Figura 1: i titoli value sono estremamente convenienti rispetto a quelli growth

Fonte: BCA Research Inc, settembre 2020. In base a rapporti prezzo/valore contabile, prezzo/utili e rendimenti da dividendi relativi – IBES/Thomson Reuters e MSCI Inc.
Il segmento value tende a sovraperformare quello growth durante le fasi di indebolimento del dollaro USA e di accelerazione della crescita globale. I titoli growth hanno generato buoni risultati a fine anni ‘90, quando il dollaro era forte, mentre quelli value hanno fatto meglio nel periodo 2001-2007, quando il dollaro era debole. Un deprezzamento del biglietto verde nei prossimi mesi potrebbe imprimere slancio ai titoli value attualmente su livelli depressi.

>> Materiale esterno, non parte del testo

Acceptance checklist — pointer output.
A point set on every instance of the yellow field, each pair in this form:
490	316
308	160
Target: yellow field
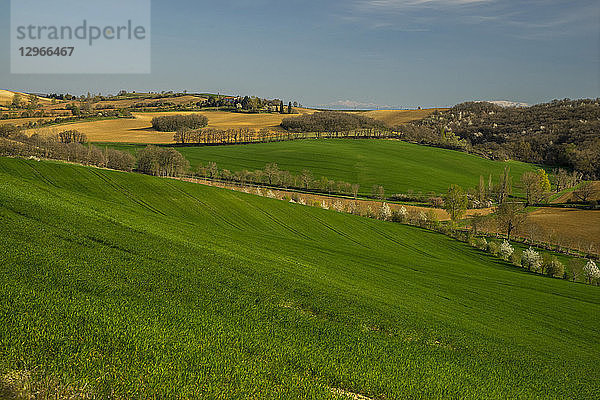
573	227
139	129
394	118
6	97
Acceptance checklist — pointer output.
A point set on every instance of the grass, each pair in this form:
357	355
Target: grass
139	129
139	287
398	166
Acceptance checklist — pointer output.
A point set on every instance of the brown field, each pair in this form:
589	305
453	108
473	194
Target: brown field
310	199
125	103
394	118
570	197
6	97
572	227
139	129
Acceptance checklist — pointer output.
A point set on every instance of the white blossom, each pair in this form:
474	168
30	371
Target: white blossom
531	259
385	213
506	250
591	271
338	206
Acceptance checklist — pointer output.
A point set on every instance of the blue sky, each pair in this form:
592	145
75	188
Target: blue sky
358	53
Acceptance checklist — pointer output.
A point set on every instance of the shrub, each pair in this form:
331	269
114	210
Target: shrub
591	271
515	258
400	215
481	243
493	248
8	130
555	268
385	213
173	123
505	250
531	260
330	121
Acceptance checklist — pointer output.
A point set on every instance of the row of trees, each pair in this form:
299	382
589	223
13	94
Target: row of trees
577	269
71	146
331	121
173	123
273	176
51	148
561	133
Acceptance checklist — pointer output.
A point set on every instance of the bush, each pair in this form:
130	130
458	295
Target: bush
162	162
400	216
515	258
9	130
481	243
385	213
591	271
531	260
555	268
173	123
330	121
505	250
493	248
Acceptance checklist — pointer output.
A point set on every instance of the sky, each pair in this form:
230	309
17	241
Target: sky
356	53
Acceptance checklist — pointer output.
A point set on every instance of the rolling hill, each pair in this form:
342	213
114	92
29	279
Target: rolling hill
397	165
130	286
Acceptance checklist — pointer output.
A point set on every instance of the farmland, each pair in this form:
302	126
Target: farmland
393	118
389	311
139	129
398	166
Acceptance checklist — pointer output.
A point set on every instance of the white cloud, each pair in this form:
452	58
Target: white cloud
399	5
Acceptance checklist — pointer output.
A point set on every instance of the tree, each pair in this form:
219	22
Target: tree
306	177
585	191
504	187
591	271
510	216
17	101
531	260
537	186
455	202
33	101
506	250
385	213
8	130
72	136
378	192
272	173
481	192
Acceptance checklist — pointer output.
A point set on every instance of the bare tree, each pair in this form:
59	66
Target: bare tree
585	191
510	216
355	188
455	202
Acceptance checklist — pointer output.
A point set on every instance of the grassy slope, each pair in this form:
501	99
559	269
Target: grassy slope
140	286
398	166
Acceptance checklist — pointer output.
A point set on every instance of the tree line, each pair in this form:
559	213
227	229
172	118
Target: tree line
72	146
331	122
562	133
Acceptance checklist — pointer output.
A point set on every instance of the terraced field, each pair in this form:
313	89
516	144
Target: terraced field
139	129
398	166
130	286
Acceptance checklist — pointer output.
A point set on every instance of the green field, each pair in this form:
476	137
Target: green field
398	166
140	287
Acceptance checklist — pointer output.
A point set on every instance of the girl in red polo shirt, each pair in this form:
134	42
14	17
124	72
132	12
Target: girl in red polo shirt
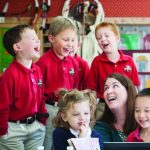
142	116
83	65
58	68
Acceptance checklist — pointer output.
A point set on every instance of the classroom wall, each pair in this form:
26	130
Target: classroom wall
112	8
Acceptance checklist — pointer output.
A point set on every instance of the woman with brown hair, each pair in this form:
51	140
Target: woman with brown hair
117	120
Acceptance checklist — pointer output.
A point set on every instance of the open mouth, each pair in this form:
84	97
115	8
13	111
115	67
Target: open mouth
36	49
66	50
111	98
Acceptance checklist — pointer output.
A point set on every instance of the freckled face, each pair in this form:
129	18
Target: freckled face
63	42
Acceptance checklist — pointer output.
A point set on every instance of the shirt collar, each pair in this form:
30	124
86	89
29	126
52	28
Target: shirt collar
76	134
23	68
55	57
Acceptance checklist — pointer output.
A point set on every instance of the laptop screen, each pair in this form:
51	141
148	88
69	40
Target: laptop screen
126	146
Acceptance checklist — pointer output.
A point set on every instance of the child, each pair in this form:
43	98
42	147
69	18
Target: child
74	118
142	116
111	60
22	106
83	66
58	68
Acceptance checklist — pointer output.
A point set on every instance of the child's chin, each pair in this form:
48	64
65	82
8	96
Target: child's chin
36	57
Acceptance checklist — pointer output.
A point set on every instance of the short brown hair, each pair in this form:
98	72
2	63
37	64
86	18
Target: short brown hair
60	24
108	116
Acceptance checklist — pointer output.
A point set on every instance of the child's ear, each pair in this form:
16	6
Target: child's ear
17	47
51	38
63	116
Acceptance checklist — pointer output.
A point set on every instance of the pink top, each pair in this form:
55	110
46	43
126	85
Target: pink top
134	136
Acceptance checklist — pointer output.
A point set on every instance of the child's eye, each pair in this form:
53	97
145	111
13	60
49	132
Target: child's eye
147	110
115	85
137	110
105	88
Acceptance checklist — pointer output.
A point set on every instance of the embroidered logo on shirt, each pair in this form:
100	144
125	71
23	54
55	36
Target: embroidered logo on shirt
71	71
39	82
127	68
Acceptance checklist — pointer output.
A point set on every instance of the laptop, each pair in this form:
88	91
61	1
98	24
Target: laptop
126	146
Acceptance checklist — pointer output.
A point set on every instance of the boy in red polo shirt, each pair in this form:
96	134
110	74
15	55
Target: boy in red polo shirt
59	69
22	105
83	66
111	60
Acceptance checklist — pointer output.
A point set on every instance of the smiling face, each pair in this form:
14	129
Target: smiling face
107	39
28	47
115	94
78	115
142	111
63	42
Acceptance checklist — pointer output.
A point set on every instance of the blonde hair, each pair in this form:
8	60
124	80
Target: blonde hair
60	24
68	99
112	26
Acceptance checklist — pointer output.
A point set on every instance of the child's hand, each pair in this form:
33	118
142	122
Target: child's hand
84	127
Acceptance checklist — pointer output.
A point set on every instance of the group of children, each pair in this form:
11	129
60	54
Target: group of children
26	87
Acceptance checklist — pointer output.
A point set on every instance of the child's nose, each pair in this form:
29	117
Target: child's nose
141	114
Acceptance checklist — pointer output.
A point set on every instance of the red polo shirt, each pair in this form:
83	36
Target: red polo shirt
101	67
21	94
83	72
58	73
134	136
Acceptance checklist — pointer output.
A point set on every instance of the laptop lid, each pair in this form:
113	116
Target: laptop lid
126	146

Supporto per gli asset rischiosi
Le elezioni americane sono ormai alle nostre spalle e i vaccini dovrebbero accelerare la ripresa. È improbabile che le attuali misure di sostegno cambino, in quanto le autorità sono intenzionate a tenere oliate le economie per sostenere la ripresa. Ciò spingerà al rialzo le azioni.

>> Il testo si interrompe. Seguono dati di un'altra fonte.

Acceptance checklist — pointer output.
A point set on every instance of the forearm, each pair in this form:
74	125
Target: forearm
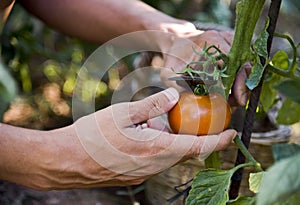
21	151
99	20
47	160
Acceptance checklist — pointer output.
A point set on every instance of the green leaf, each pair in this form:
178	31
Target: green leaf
290	88
255	75
242	200
281	183
210	187
260	45
281	60
289	113
255	181
282	151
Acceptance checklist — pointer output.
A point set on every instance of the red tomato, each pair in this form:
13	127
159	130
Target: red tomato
199	115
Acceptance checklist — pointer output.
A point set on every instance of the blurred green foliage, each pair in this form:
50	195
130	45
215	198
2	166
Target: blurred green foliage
34	55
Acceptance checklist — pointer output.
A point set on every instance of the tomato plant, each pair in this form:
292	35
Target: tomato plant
269	80
199	114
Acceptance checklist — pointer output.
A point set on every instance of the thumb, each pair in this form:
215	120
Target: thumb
205	145
152	106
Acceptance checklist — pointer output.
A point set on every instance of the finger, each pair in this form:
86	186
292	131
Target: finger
205	145
150	107
157	123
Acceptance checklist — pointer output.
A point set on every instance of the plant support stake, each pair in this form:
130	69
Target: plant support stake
253	102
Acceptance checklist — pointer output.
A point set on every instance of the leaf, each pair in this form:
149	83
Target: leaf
255	75
290	88
242	200
260	45
281	183
210	187
281	60
289	113
282	151
255	181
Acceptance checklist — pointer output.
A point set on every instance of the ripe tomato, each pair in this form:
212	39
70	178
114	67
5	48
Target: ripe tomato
199	115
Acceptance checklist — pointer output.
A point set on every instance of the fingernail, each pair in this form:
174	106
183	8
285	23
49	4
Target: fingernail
172	94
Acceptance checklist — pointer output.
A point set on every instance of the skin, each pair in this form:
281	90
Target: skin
56	159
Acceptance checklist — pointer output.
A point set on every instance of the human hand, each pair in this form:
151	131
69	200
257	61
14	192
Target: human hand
179	53
117	146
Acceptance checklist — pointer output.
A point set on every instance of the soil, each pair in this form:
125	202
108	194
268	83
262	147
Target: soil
12	194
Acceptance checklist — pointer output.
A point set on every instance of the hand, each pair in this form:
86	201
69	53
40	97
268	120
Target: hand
114	147
178	54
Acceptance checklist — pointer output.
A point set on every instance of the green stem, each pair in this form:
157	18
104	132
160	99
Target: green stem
213	161
248	12
247	154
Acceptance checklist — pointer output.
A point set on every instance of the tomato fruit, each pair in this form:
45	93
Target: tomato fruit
199	114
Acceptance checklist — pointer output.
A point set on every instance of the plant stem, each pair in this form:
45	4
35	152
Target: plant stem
253	102
248	12
213	161
246	153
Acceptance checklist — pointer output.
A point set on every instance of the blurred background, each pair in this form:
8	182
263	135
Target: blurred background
38	70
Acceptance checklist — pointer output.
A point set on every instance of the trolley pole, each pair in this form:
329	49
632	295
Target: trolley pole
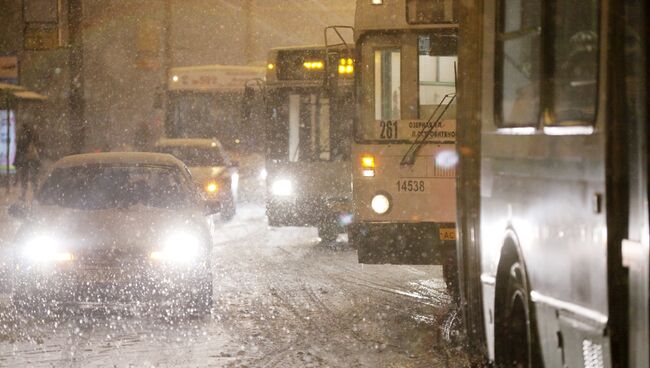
8	142
248	47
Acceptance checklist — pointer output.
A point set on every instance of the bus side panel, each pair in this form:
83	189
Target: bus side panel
537	196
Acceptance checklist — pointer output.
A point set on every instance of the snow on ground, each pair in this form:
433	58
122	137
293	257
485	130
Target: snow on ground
282	299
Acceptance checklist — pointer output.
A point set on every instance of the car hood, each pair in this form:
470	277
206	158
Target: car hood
136	226
201	174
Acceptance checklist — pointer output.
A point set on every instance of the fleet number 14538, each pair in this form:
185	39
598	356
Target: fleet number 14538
410	185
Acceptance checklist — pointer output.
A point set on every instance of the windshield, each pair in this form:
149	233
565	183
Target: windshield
400	99
195	156
307	125
206	114
97	187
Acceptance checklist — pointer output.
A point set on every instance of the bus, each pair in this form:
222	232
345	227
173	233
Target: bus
403	153
310	107
207	102
553	185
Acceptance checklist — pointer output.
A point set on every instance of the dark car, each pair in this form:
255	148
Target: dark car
115	230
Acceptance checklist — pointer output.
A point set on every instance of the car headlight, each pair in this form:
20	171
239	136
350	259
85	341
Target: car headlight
178	247
43	249
380	204
282	188
211	187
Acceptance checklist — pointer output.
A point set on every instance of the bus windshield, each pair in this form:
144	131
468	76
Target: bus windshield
205	114
394	110
307	126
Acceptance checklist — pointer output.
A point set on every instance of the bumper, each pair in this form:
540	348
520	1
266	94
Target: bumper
109	287
306	211
403	243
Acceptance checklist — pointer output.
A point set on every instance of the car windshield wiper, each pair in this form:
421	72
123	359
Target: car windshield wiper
427	129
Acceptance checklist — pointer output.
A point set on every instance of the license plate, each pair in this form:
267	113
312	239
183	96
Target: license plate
447	234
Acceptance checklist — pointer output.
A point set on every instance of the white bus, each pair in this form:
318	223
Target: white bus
310	107
403	152
206	101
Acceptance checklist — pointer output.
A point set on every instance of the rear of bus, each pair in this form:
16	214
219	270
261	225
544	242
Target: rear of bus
403	154
308	130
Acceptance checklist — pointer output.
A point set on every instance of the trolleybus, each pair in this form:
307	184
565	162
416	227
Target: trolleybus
403	154
207	102
310	106
553	186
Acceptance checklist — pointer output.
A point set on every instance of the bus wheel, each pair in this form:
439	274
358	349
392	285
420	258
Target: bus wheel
517	334
450	273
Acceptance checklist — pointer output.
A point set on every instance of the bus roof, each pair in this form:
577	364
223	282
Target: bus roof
402	14
217	78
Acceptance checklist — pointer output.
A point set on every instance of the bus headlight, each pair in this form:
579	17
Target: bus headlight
380	204
42	249
368	165
211	187
282	188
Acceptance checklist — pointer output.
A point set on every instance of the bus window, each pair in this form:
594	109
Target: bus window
387	84
574	63
436	74
518	64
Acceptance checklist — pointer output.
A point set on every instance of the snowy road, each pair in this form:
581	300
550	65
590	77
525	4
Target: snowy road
282	300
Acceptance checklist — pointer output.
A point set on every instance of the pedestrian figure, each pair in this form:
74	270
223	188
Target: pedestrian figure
28	158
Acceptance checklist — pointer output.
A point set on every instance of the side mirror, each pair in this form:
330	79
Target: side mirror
18	210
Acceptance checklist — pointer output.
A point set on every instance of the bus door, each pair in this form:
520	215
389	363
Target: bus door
309	127
633	79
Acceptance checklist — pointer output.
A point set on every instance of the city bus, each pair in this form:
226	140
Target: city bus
553	182
403	153
310	107
207	102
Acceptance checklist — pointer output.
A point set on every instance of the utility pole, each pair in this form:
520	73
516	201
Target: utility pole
76	120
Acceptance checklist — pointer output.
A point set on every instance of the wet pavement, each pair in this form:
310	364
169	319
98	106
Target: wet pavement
282	299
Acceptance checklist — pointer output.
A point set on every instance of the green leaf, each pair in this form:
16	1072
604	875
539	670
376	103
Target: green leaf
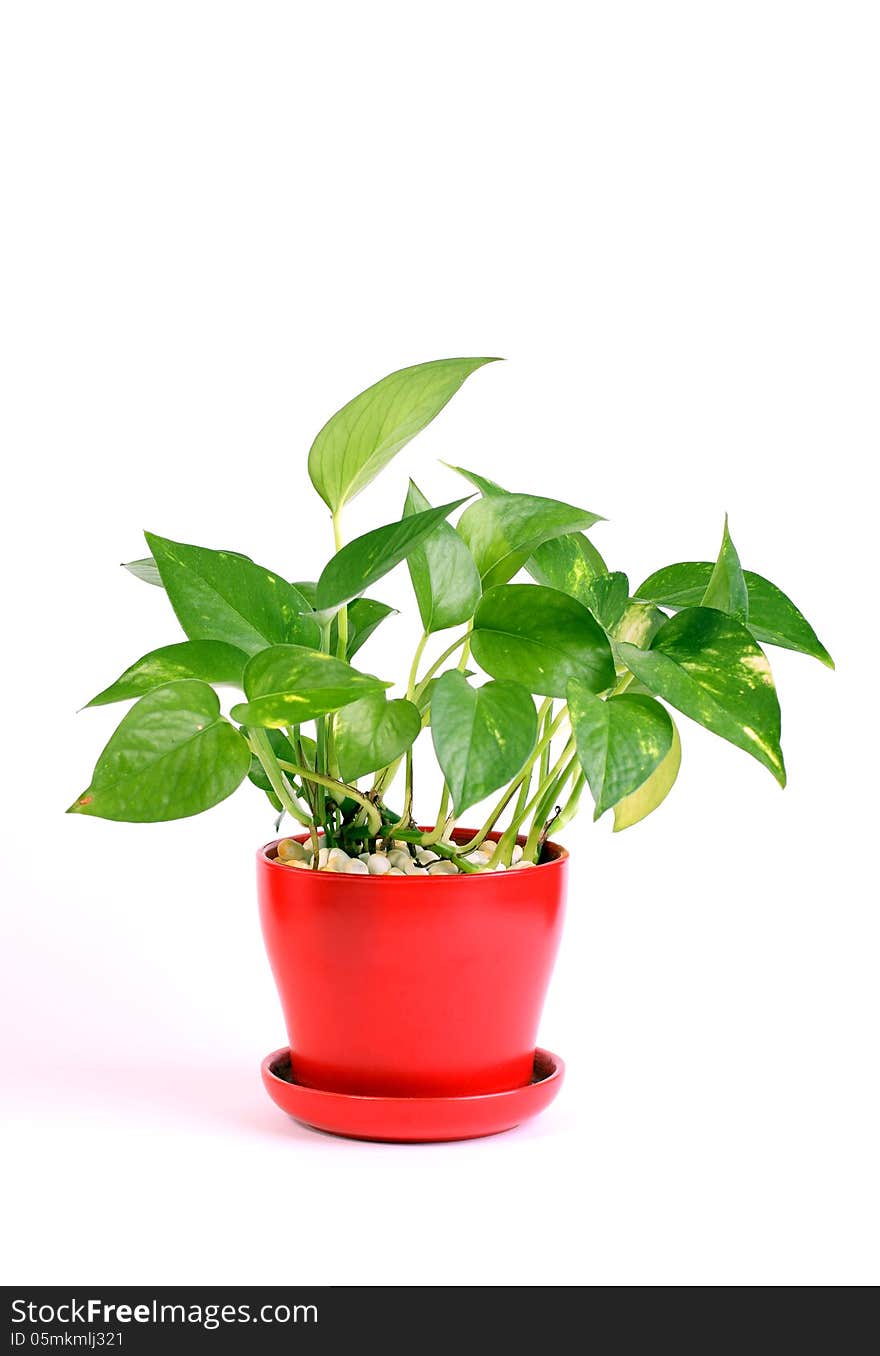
372	732
364	435
172	755
370	556
365	616
482	483
567	563
639	623
442	571
609	595
541	639
654	791
212	661
708	666
727	587
289	685
620	742
503	530
423	700
773	617
282	747
220	595
482	736
148	570
145	570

Fino a questo momento, l’incertezza sulla crescita di lungo termine è stata molto elevata, controbilanciando gli effetti positivi dei tassi più bassi. Tale incertezza è stata in parte espressione dei rischi deflazionistici estremi e dei timori circa il futuro dell’UE e dell’euro. Avendo inaugurato un nuovo ciclo, caratterizzato da una crescita moderata accompagnata da tassi d’inflazione e d’interesse contenuti, le misure di supporto pubbliche dovrebbero aiutare a ridurre il rischio di una nuova recessione.